In many parts of America, a shotgun is known as a "good door gun," and any suggestion that gun safety falls within the purview of the family doctor is met with opprobrium, if not outright hostility.

Radiating from the heartland, "red" American gun values stretch to the Western bastions of libertarianism, the Southern comfort of conservatism, and the laissez-faire ethos of the rural Northeast, where New Hampshire residents "live free or die" and Vermonters allow anyone and his cousin to carry a concealed firearm, sans permit.

Despite the divisive nature of the great American gun debate, heath experts are advising physicians to broach the subject of gun safety with elderly patients, reminding them that they have the legal right to do so. Although gun safety advocates focus more on households with children, at least some evidence suggests that firearms in the home may pose lethal dangers to the elderly, wrote Marshall B. Kapp, a public health expert, on Monday in Annals of Internal Medicine.

"Even [elderly] individuals with memory impairment often have access to firearms, most of which are unlocked and with readily available ammunition," Kapp wrote. "Geriatric persons are more likely than younger people to suffer self-inflicted — either accidental or intentional — gunshot wounds, especially to the head."

Aside from the risk of accidental discharge inherent with any gun ownership, elderly men and women alike are most likely to commit suicide by using firearms. "To safeguard these persons as well as the rest of the population, a public health approach to preventing gun violence, with physician engagement as a central element, is essential."

In seeking to dispel any perceived "chilling effect" on discussing gun safety with patients, Kapp goes so far as to remind physicians that no federal law proscribes such conversations, including the Patient Protection and Accountability Act of 1996, nor do any state laws seek to restrict a doctor's First Amendment right to broach a subject many consider verboten.

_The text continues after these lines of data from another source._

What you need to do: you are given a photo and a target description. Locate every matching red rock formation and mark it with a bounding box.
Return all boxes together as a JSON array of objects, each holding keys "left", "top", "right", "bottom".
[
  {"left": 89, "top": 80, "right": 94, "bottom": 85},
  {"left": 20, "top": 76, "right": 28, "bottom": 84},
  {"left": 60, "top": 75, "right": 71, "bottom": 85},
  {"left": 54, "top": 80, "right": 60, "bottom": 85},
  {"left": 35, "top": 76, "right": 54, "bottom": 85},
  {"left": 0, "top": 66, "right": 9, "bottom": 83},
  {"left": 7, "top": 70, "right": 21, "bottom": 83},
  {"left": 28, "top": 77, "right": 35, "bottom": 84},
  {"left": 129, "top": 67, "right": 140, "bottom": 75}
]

"Some physicians may be deterred by a concern about patient autonomy [but] issues of safety must be balanced against the rights and freedoms of the individual and the possibility of discrimination against older people should be considered, especially when the Second Amendment is involved," Kapp wrote. "However, deferring to a patient's autonomous choices only makes sense when that patient is capable of making decisions, and some geriatric patients with unsecured firearms in the home are not autonomous decision makers."

Conditions that may affect a patient's autonomy with regard to gun safety may include physical and mental decline characterized by dementia, delusions and memory disorders, depression, and problems with vision and hearing. Although gun rights advocates may oppose such inquiries in a clinical setting, Kapp likens the conversation to interventions made routinely with regard to life skills, such as the decision to stop driving or cooking.

In the event that family members refuse to intervene when patients may be endangered, Kapp suggests intervention by the state adult protective services agency. "When the reasonably foreseeable risks are substantial and the family is uncooperative, the danger may be categorized as a form of adult abuse or neglect," he wrote. "In every state, physicians have either a mandatory or permissive responsibility to report suspected danger."

Experts on geriatric psychology say the mere presence of a handgun in the home significantly increases the chances of suicide for men over the age of 50, with elderly white men most at danger of suicide by gun.